A potential bias in our results may be founded by the different maturity of the cervix at inclusion. Several studies observed a correlation between cervical dilatation at admission and the risk of a caesarean section [33,34,35,36,37]. These studies compared patients with cervical dilatation of 0–3 cm to patients with dilatation of 4 to 10 cm. Earlier admission to delivery room was associated with an increased risk of a caesarean delivery. However, essential differences to our study are obvious. First, we included only patients during the latent phase of labor with cervical dilatation < 5 cm [38]. Second, as even postulated in some of these studies, the observed increase of caesarean delivery was probably caused by physician intervention, e.g. augmentation of labor with oxytocin [34, 35, 37]. In contrast, in our study intervention for cervical ripening or labor augmentation was avoided during the latent phase of labor. At least, our observed differences between patients with and without EFW were confirmed by the increased risks for caesarean section in patients with overestimation of EFW. In this inner group comparison a bias related to criterions of inclusion can be clearly excluded.

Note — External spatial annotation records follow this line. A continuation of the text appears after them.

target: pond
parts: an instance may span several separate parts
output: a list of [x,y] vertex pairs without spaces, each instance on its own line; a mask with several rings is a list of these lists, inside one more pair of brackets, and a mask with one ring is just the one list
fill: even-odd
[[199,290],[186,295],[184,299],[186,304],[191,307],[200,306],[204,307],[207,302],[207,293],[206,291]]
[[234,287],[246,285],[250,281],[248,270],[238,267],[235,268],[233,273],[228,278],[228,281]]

However, it cannot be ruled out, that the differences of cervical maturity between our groups may have an influence on the frequency of caesarean section. Further limitations of our study are the limited patient numbers and the generally low number of outcome events. Hence, we presented a composite outcome. There were some additional imbalances between the groups in terms of parity, maternal weight gain during pregnancy, gestational age at delivery and the frequency of hypertensive disorders (which were generally low); therefore, we computed a logistic regression analysis by adjusting for these possible confounding variables.

Conclusion

Antepartum ultrasound derived EFW is, although widely used, of limited clinical benefit. Its accuracy substantially decreases in the detection of hypo- and hypertrophic fetuses. The overestimation of fetal weight correlates with an increased risk of caesarean delivery. Nevertheless, antepartum ultrasound-derived EFW does not improve maternal and fetal outcome and is therefore not recommended.